• XBB.1.16, sub-variant behind COVID-19 surge in India, has been reported in 22 countries, 18 U.S. states
• Lab studies show XBB.1.16 may be more contagious than previous variants
The World Health Organisation (WHO) is keeping tabs on the new omicron sub-variant XBB.1.16, dubbed “Arcturus” by those tracking the virus. XBB.1.16 is currently fueling a surge of cases in India, where it is the dominant sub-variant, and has been identified in, at least, 22 countries, including the United States.
XBB.1.16 is “one to watch,” according to Maria Van Kerkhove, PhD, COVID-19 technical lead at WHO and a professor at the Georgetown University Centre for Global Health Science and Security in Washington, DC.
WHO is actively monitoring XBB.1.16, Dr. Van Kerkhove said at a press conference on March 29, “because it has potential changes that we need to keep a good eye out on.”
“It’s actually very similar in profile to XBB.1.5. It has one additional mutation in the spike protein, which in lab studies shows increased infectivity, as well as potential increased pathogenicity,” the potential ability to produce disease,” she said.
The sub-variant XBB.1.5 is currently responsible for almost 80 per cent of COVID-19 cases in the United States, according to the COVID Data Tracker from the Centres for Disease Control and Prevention (CDC).

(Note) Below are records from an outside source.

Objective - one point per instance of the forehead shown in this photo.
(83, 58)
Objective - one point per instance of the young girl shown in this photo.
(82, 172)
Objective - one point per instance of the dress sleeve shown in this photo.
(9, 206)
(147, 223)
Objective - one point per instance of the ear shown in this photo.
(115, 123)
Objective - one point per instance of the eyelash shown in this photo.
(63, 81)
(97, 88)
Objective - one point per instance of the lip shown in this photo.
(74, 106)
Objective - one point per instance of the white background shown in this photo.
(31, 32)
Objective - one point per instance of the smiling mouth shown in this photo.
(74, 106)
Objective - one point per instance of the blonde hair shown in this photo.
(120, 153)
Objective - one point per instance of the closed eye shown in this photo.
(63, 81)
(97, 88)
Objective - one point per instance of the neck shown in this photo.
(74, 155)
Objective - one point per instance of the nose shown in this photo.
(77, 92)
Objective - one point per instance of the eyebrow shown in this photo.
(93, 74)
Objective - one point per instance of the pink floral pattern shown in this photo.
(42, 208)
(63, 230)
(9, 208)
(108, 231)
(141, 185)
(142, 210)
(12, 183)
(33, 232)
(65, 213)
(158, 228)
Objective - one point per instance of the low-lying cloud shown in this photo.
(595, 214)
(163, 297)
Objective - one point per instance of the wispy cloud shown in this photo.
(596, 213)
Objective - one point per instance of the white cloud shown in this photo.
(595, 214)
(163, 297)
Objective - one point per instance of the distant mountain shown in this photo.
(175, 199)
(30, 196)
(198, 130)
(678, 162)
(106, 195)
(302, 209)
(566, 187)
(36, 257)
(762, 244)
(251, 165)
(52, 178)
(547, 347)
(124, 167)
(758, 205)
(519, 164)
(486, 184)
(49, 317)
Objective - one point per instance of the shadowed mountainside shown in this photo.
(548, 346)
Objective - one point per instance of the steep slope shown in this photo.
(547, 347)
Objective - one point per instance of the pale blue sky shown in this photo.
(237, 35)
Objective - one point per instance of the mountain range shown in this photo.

Although XBB.1.16 is more of a global issue at this point, according to the Journal of Urgent Care Medicine, it has been reported in, at least, 18 U.S. states and case counts have nearly doubled over the last week. This accounts for an estimated 7.2 per cent of current cases — although the number could be as high as 11.3 per cent, according to the latest estimates from the CDC.
“This appears to be a highly communicable variant, based on reports from around the world,” says Paul Pottinger, MD, professor in the division of allergy and infectious diseases at UW Medicine in Seattle.
One of the big uncertainties around COVID-19 is that the virus hasn’t settled into a predictable pattern and continues to evolve, said Van Kerkhove at the press conference. “One of the things we are very concerned about is the potential for the virus to change, to become not only more transmissible but even more severe,” she said.
There will continue to be waves of COVID infection, said Van Kerkhove. “The peaks of those infections may not be as large as we saw before and likely will not be, because we have population-level immunity that has increased around the world from vaccination and also from past infection,” she said.
India reported 6,000 new COVID-19 cases on Sunday, April 9, a number that health officials attribute to XBB.1.16. The country’s health ministry is conducting a mock drills to check preparedness of hospitals to deal with rising COVID-19 numbers, according to a BBC report.
Although case counts in India are still relatively low compared to previous surges, deaths and hospitalisations due to the new sub-variant continue to climb.
People over 60 years old and those with underlying health conditions continue to be at the highest risk for severe COVID-19, said Van Kerkhove.
Healthcare systems need to “have good antivirals that are in use and given to patients who need them, when they need them, to prevent severe disease and really, critically, to focus on vaccinating those who are most at risk,” she said.
COVID-19 testing still detects this sub-variant quite well, so people who think they may have been infected should be tested, says Pottinger.
“We do not know whether this variant may be more or less virulent than other strains, meaning the severity of illness that it causes is not yet fully described, but I am hopeful it will be a mild course for most patients,” says Pottinger.
As with earlier variants, people with chronic medical issues, especially those who have lung issues or are immuno-compromised, may still be at risk of more severe illness, he says.
“So far, it appears that Paxlovid remains effective in reducing the duration of viral shedding for this variant, and thus it is likely beneficial for patients in those high-risk categories,” says Pottinger.